What about the handful of investors who gamely outperformed the market over the long haul -- Bill Miller of Legg Mason, former Fidelity Magellan Fund manager Peter Lynch, and Berkshire Hathaway (NYSE: BRK.A) Chairman Warren Buffett. Please don't tell me this kind of success can be written off as luck.

"The very small numbers of really good performers we find in the investment management business actually is not at all inconsistent with the laws of chance," Malkiel wrote.

This might sound ridiculous, and I think you could argue that, statistically, the chances of anyone beating the market for as long as Buffett, Sequoia's Bill Ruane, or former Windsor fund manager John Neff did, are small enough that their success can't be written off as chance. That kind of performance is statistically significant.

But, talking to Paul Commins (TMF Buster), reading Malkiel's Random Walk, and John Allen Paulos' Innumeracy have given me a respect for randomness, probability, and luck that I completely lacked.

For example, Paulos tells us there's always enough random success to justify almost anything if you want to believe it. I'm going to remember this the next time I pick a stock that soars (heck, I'm still waiting for the first time), or read an investment newsletter promising market-crushing returns. A lunatic could crush the market any given year -- that doesn't mean he has any special stock-picking skills.

Random success isn't at all unlikely. On the contrary, the laws of chance and randomness dictate that successes will occur all the time -- just in places we can't predict. Are you a person who oohs and aahs when unlikely events occur? Paulos tells us unlikely events occur all the time. What would really be surprising is if unlikely events didn't occur. How many people do you have to put in a room before there's a 50% chance two will share a birthday? Just 23, a lot fewer than I would have thought.

(By the way, National Public Radio interviewed Paulos about the presidential election last week and he said more in 30 seconds than pundits have said since November 7. Don't believe the Florida recount is truly a search for the will of the people. The margin of victory was smaller than the margin of error. In other words, the tools being used to measure the results aren't sensitive enough to make an accurate determination. We could count and recount and come up with a different answer every time. The election was a tie. Want a fair result? Flip a coin. And, for the love of Pete, let's computerize the voting process.)

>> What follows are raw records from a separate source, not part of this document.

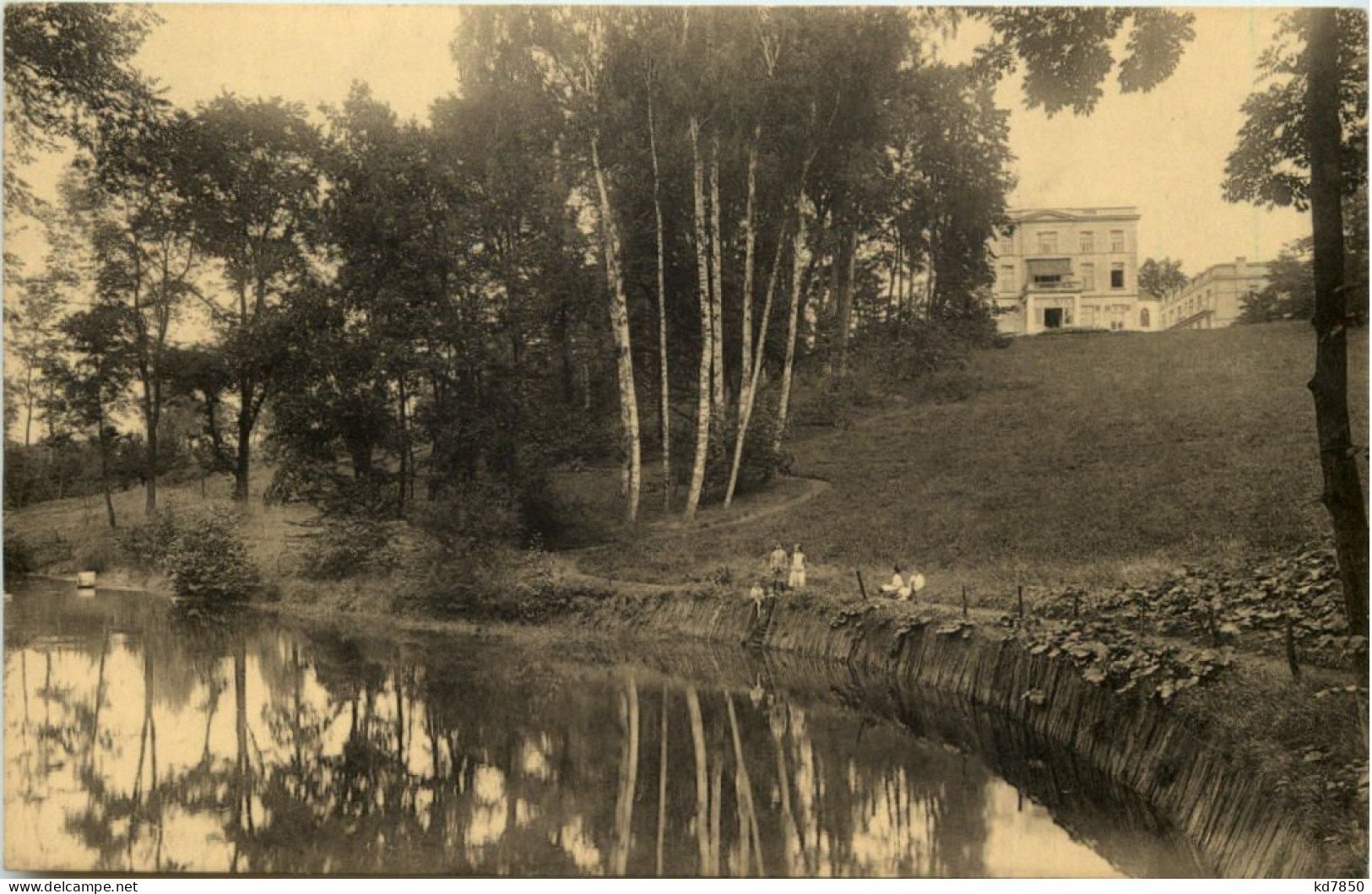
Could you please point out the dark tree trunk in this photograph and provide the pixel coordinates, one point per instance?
(241, 470)
(1330, 384)
(149, 505)
(105, 474)
(405, 448)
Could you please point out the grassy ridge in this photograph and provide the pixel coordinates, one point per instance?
(1076, 459)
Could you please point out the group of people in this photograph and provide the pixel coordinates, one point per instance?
(902, 587)
(786, 572)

Malkiel writes, "No scientific evidence has yet been assembled to indicate that investment performance of professionally managed portfolios as a group have been any better than that of randomly selected portfolios." Considering the time, effort, and money poured into beating the market, and even weighing the short-term mentality of most mutual funds, I find that statement remarkable.

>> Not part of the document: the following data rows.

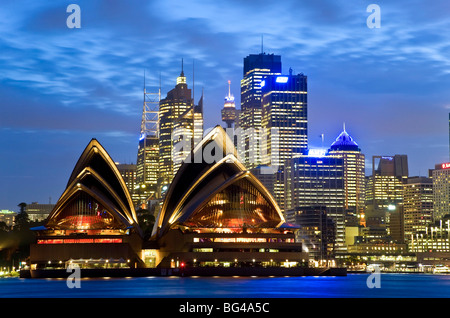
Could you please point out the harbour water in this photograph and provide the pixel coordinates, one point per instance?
(350, 286)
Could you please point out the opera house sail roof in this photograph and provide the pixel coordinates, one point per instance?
(213, 190)
(96, 197)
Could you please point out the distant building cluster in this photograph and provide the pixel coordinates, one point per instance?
(340, 212)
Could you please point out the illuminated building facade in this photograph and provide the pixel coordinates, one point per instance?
(177, 111)
(317, 180)
(229, 112)
(94, 222)
(354, 172)
(317, 231)
(38, 211)
(128, 173)
(7, 217)
(147, 164)
(218, 214)
(284, 117)
(187, 132)
(384, 188)
(441, 191)
(256, 66)
(417, 205)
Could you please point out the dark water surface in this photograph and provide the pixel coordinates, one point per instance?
(351, 286)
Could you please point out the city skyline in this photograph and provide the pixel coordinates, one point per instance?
(60, 87)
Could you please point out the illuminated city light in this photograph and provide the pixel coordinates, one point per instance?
(282, 79)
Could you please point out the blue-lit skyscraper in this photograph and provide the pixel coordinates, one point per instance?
(256, 67)
(284, 117)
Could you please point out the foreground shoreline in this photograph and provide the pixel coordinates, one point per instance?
(186, 272)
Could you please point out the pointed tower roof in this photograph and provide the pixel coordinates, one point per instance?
(344, 142)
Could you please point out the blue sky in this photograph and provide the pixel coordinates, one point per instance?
(60, 87)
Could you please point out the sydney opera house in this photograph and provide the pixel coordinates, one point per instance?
(214, 214)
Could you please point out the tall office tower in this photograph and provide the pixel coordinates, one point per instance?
(317, 180)
(180, 125)
(441, 191)
(384, 189)
(417, 205)
(38, 211)
(256, 66)
(187, 133)
(147, 164)
(354, 172)
(284, 118)
(317, 231)
(229, 109)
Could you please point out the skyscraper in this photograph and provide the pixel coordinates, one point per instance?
(317, 180)
(384, 189)
(256, 66)
(417, 205)
(229, 112)
(180, 125)
(441, 191)
(147, 164)
(354, 171)
(284, 117)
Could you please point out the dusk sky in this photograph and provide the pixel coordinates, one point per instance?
(61, 87)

Now, much like Malkiel, I think academics go too far. I don't believe stocks are always efficiently priced, and investors who focus on fundamentals have a better chance of capitalizing on inefficiencies than others. But, I'm now convinced that money managers with the skills of Lynch and Buffett are rare birds and that, for myself anyway, the bulk of my investing returns will probably come from a good old-fashioned index fund, where the proceeds roll up and down with the market and the forces of compound interest and tax-deferred growth grind out gains year after year.

I won't stop trying to improve my investment skills. I get a lot of satisfaction studying businesses, and I'm hoping to find a few gems in a lifetime of investing. I also believe taking a commonsense view will give me an edge. The strategy is pretty simple: Hunt for high-quality companies with solid fundamentals that trade at reasonable prices; look for businesses I understand and admire; and invest for the long term.

Picking up this kit of tools and using it to find successful investments, however, where there's so much room for subjectivity, randomness, and other influences, is no cake-walk. I'm beginning to understand this. If my picks go up, I'll understand luck played a big role -- that random events unfolded in my favor.

And, I don't think Meir Statman is crazy anymore.